Australia is currently facing a shortage of Ozempic, a drug prescribed to treat type 2 diabetes. This is TikTok, the favorite social network for teenagers. Since mid-May, the name of this injectable drug has been circulating there, among the possible side effects of which weight loss appears. It can be found in the form of various hashtags (#ozempic, #ozempicjourney, #ozempicaustralia, etc.) with over 74 million views. Guardian.
Developed by Danish pharmaceutical company Novo Nordisk, sales have skyrocketed as Australian TikTokers promote the anti-diabetic drug as a weight loss drug, claiming to get it from their GPs’ prescriptions. In response, the Therapeutic Goods Authority of Australia (TGA) has urged healthcare professionals to only deliver medicines in cases of confirmed type 2 diabetes. “This increase in demand is being attributed to many prescriptions in the context of treating obesity, a condition for which Ozempic is not indicated.”can be read, in particular, in the preventive press release issued by the regulator on 17 May.
This blood sugar-lowering treatment comes with its fair share of contraindications (particularly if pregnant or breastfeeding) and side effects (vomiting and nausea), says Karen Price, president of the Royal Australian College of General Practitioners. Guardian. This Sunday, June 5, going to TikTok, we see that the term “Ozempic” has already crossed the borders of Australia and appears, in particular, in accounts registered in the US or the Middle East.
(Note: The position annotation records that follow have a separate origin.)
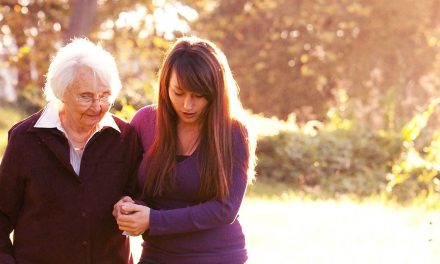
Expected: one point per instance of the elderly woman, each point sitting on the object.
(66, 166)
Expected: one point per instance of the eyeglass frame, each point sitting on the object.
(86, 100)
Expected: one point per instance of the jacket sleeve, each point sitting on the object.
(209, 214)
(11, 197)
(132, 187)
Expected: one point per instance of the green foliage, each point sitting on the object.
(336, 161)
(417, 171)
(10, 115)
(290, 55)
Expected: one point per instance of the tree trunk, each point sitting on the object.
(81, 19)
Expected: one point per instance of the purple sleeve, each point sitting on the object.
(209, 214)
(11, 193)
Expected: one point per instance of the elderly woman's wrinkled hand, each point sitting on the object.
(117, 207)
(136, 219)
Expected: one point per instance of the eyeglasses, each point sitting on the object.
(87, 100)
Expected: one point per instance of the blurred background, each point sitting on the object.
(344, 95)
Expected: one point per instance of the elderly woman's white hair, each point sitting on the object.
(78, 53)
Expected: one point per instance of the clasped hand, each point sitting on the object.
(132, 218)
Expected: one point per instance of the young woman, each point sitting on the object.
(199, 158)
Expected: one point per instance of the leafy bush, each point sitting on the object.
(337, 161)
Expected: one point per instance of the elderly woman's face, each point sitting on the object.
(86, 100)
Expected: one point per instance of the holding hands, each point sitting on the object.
(131, 218)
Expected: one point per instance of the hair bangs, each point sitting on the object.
(193, 75)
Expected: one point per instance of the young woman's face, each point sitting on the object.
(188, 105)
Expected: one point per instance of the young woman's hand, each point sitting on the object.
(136, 219)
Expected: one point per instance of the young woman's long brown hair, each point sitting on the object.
(202, 68)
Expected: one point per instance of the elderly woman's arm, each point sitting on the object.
(11, 193)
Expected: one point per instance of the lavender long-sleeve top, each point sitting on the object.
(184, 228)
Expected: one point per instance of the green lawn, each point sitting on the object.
(287, 229)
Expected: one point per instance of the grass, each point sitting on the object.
(287, 226)
(281, 227)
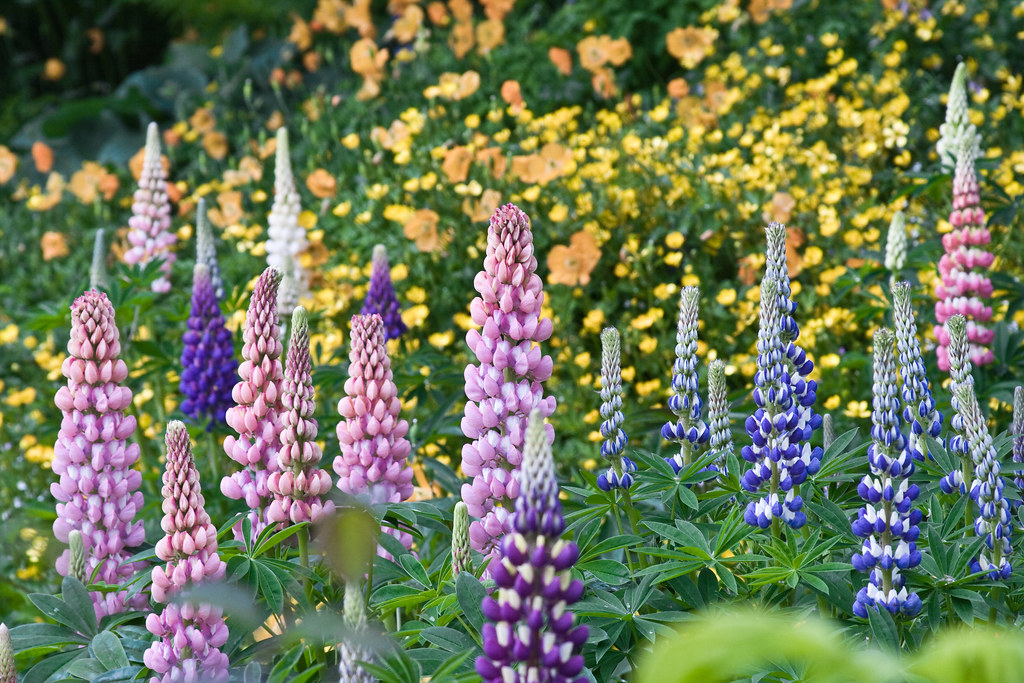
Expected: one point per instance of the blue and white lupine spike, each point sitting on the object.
(718, 414)
(619, 474)
(919, 403)
(960, 375)
(773, 453)
(689, 430)
(992, 522)
(888, 522)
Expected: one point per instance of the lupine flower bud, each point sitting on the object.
(208, 358)
(97, 269)
(887, 522)
(206, 248)
(97, 493)
(299, 485)
(529, 635)
(381, 298)
(620, 472)
(993, 522)
(689, 430)
(919, 404)
(188, 635)
(505, 385)
(286, 239)
(151, 237)
(374, 449)
(461, 558)
(257, 403)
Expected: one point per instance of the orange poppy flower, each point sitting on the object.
(572, 264)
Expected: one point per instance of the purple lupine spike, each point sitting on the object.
(505, 385)
(963, 284)
(188, 635)
(381, 298)
(97, 493)
(299, 484)
(374, 449)
(151, 236)
(208, 358)
(257, 403)
(919, 403)
(888, 522)
(529, 634)
(620, 472)
(993, 518)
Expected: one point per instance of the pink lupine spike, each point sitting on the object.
(189, 635)
(92, 455)
(256, 414)
(299, 484)
(151, 237)
(505, 386)
(374, 449)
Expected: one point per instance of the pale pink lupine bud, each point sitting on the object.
(505, 386)
(150, 236)
(97, 493)
(374, 447)
(299, 484)
(258, 403)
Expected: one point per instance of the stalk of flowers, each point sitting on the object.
(257, 403)
(97, 493)
(374, 449)
(619, 474)
(381, 298)
(299, 483)
(286, 239)
(992, 522)
(963, 283)
(774, 452)
(919, 403)
(529, 635)
(888, 522)
(188, 635)
(150, 236)
(689, 429)
(208, 358)
(505, 384)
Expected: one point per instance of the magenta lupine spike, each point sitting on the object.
(505, 385)
(97, 493)
(255, 415)
(298, 485)
(189, 635)
(374, 449)
(151, 237)
(963, 285)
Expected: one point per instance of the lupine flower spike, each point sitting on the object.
(208, 358)
(255, 415)
(964, 284)
(986, 489)
(150, 236)
(381, 298)
(919, 404)
(374, 449)
(960, 375)
(286, 239)
(505, 384)
(689, 430)
(619, 474)
(888, 522)
(97, 493)
(188, 635)
(529, 635)
(299, 483)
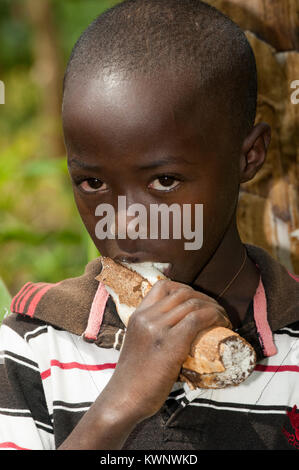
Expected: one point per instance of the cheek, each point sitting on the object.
(87, 213)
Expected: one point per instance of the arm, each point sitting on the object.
(157, 342)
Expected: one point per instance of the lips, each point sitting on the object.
(131, 260)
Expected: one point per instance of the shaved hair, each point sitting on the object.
(184, 37)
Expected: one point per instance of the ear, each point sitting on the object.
(254, 151)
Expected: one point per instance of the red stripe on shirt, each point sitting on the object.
(11, 445)
(37, 297)
(77, 365)
(263, 368)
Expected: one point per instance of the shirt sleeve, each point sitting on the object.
(25, 422)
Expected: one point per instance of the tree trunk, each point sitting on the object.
(268, 213)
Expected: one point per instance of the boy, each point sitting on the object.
(159, 106)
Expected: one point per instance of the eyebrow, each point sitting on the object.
(73, 162)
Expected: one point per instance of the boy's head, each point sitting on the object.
(159, 106)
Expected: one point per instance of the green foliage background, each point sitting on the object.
(42, 237)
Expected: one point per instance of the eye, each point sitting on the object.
(164, 183)
(92, 185)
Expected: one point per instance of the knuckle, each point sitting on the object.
(193, 302)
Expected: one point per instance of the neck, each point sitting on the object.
(221, 269)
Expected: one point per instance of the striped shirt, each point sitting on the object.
(49, 377)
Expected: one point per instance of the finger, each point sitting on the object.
(160, 290)
(209, 312)
(167, 289)
(194, 322)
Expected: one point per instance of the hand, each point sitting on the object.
(158, 339)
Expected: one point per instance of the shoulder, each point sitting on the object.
(22, 325)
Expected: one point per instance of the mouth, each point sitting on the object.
(126, 260)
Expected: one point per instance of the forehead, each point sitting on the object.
(140, 111)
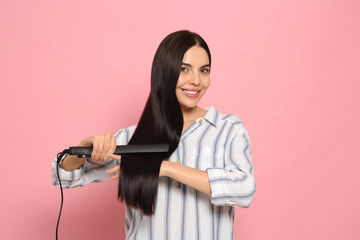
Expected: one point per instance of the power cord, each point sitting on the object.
(60, 155)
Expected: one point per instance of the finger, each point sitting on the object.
(107, 144)
(113, 170)
(100, 147)
(114, 156)
(112, 147)
(95, 143)
(116, 176)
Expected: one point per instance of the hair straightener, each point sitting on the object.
(85, 152)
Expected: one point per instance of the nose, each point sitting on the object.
(195, 79)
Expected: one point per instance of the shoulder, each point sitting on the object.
(231, 123)
(229, 119)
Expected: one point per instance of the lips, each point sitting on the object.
(192, 93)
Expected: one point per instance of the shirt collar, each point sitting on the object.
(212, 116)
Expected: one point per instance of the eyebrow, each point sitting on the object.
(187, 64)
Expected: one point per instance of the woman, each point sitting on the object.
(208, 170)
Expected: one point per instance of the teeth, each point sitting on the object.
(191, 92)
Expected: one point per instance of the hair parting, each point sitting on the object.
(160, 122)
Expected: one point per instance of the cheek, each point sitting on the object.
(181, 81)
(206, 82)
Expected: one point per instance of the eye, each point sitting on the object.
(184, 69)
(205, 70)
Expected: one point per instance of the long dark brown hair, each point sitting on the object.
(160, 122)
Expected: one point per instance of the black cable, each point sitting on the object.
(60, 155)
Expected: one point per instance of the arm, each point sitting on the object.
(192, 177)
(235, 183)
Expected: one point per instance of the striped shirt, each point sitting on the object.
(216, 143)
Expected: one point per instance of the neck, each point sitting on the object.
(191, 114)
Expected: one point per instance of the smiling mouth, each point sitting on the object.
(191, 91)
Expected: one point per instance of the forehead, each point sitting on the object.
(196, 56)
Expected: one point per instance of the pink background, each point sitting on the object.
(289, 69)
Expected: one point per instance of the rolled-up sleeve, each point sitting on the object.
(235, 183)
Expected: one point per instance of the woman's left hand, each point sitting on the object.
(115, 169)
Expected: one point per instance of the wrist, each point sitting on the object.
(164, 169)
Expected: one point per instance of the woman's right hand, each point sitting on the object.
(104, 146)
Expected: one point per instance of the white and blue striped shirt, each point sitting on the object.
(216, 143)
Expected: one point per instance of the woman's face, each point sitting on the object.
(194, 78)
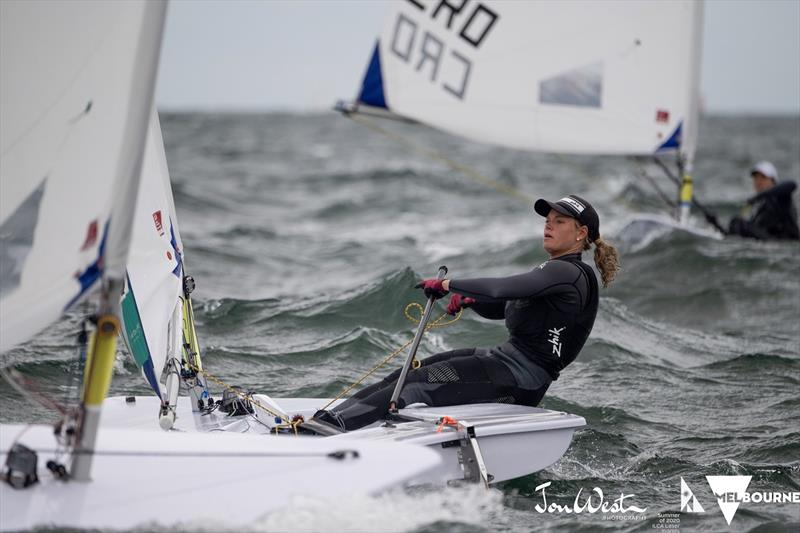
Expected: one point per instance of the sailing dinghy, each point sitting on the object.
(445, 66)
(577, 77)
(77, 93)
(484, 443)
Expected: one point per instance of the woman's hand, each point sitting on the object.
(434, 288)
(457, 303)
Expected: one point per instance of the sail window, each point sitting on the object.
(582, 87)
(16, 239)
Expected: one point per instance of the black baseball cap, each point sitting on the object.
(575, 207)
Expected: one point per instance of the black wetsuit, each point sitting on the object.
(774, 215)
(549, 313)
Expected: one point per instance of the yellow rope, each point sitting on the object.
(293, 424)
(244, 396)
(414, 364)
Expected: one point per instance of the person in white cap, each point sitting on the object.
(549, 312)
(774, 215)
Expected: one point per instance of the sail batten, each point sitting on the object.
(566, 77)
(155, 264)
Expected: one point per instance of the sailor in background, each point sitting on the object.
(549, 313)
(773, 212)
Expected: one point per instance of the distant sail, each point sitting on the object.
(74, 80)
(564, 76)
(155, 264)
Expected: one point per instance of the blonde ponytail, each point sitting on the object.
(607, 260)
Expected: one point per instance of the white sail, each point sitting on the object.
(155, 264)
(564, 76)
(75, 80)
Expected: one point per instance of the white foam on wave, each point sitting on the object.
(394, 511)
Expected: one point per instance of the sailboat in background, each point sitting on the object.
(486, 443)
(577, 77)
(77, 86)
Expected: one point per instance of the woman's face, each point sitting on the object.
(562, 235)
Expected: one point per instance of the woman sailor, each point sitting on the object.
(549, 313)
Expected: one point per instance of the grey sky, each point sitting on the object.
(304, 54)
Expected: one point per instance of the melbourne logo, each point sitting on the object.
(689, 503)
(730, 491)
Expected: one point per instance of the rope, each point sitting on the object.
(468, 171)
(438, 323)
(292, 424)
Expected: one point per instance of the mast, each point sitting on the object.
(689, 142)
(100, 360)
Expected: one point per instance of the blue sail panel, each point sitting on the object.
(372, 86)
(674, 141)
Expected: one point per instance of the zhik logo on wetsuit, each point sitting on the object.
(554, 337)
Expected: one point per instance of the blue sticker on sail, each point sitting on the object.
(372, 87)
(178, 257)
(88, 277)
(674, 140)
(135, 338)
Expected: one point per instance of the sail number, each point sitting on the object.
(471, 23)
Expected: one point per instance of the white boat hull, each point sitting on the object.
(514, 440)
(169, 478)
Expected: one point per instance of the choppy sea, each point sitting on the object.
(306, 232)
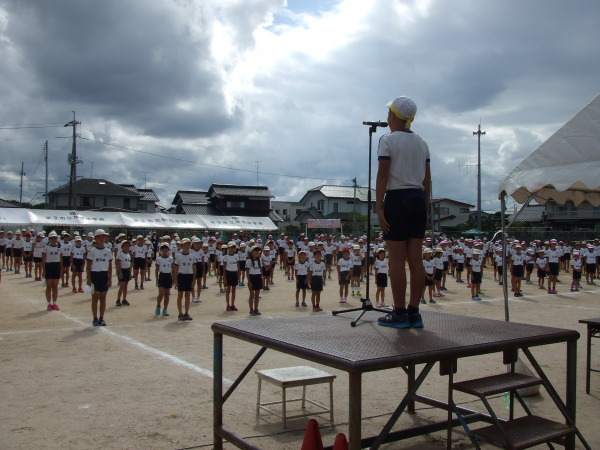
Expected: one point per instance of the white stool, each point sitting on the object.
(288, 377)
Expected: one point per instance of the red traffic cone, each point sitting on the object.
(341, 443)
(312, 437)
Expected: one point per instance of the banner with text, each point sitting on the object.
(324, 223)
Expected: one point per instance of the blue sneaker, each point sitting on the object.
(395, 320)
(415, 320)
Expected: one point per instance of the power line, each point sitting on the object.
(23, 127)
(206, 164)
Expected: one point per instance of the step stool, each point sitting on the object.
(514, 433)
(288, 377)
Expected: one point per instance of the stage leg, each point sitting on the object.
(217, 391)
(355, 408)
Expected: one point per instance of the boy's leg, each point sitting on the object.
(95, 304)
(180, 302)
(102, 301)
(187, 301)
(166, 296)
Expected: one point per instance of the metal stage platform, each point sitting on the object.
(331, 341)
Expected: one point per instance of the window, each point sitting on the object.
(87, 202)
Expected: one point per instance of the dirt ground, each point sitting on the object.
(145, 382)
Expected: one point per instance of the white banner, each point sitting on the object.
(98, 219)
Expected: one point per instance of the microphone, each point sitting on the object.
(379, 123)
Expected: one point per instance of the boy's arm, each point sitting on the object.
(110, 273)
(383, 174)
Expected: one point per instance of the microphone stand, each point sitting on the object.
(366, 301)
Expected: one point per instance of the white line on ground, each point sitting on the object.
(160, 353)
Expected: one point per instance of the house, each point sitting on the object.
(5, 204)
(561, 217)
(448, 213)
(336, 202)
(193, 202)
(227, 200)
(100, 194)
(288, 212)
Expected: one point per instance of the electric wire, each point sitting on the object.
(206, 164)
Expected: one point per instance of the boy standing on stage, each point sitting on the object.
(402, 204)
(99, 274)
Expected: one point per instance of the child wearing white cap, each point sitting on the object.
(301, 270)
(184, 275)
(576, 264)
(51, 270)
(254, 268)
(231, 261)
(78, 264)
(99, 274)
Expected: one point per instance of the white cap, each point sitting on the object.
(403, 108)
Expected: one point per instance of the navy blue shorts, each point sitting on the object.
(406, 212)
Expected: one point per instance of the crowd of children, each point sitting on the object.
(184, 264)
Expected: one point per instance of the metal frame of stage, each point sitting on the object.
(331, 341)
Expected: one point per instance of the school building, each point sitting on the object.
(100, 194)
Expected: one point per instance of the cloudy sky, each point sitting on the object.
(180, 94)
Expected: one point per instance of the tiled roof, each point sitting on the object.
(148, 195)
(312, 211)
(240, 191)
(456, 202)
(345, 192)
(532, 213)
(275, 217)
(190, 197)
(96, 186)
(196, 208)
(5, 204)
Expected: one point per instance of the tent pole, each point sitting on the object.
(504, 256)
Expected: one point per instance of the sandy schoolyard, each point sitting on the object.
(145, 382)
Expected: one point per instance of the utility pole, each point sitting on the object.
(354, 208)
(21, 185)
(479, 133)
(46, 160)
(73, 161)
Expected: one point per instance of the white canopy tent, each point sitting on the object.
(98, 219)
(566, 167)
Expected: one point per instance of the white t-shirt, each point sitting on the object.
(428, 265)
(317, 269)
(253, 266)
(185, 263)
(345, 264)
(78, 252)
(125, 259)
(302, 268)
(381, 265)
(231, 262)
(408, 154)
(165, 265)
(52, 253)
(100, 258)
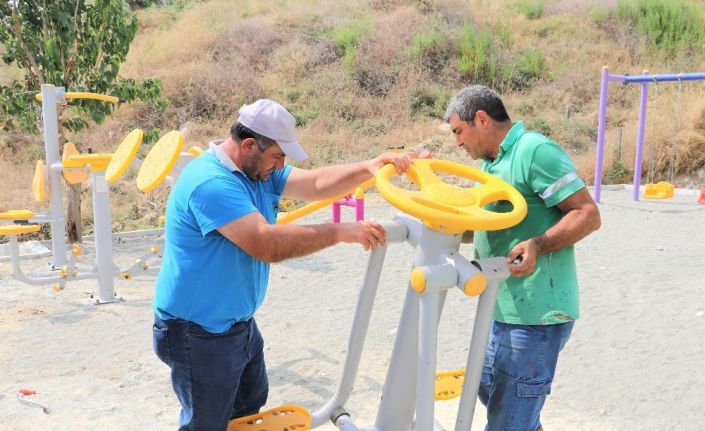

“This drug is not safe, but more importantly, it has not been approved for weight loss in either Australia or the UK. Such high demand, when used in a contraindicated way, prevents people who really need treatment from accessing it.” Karen Price added, recommending that “advice” posted on social media like TikTok should be treated with great caution. Anthony Tassone, president of the Victorian College of Pharmacists, told him Ozempic stock would not bounce back until mid-June 2022.
Physical and psychological damage
Social media’s contribution to the precepts of beauty and the cult of thinness no longer needs to be demonstrated, nor does its collateral damage, both physical and psychological, especially among teenagers. In France, several of the ubiquitous “trends” or “challenges” originating from TikTok have been popularized recently.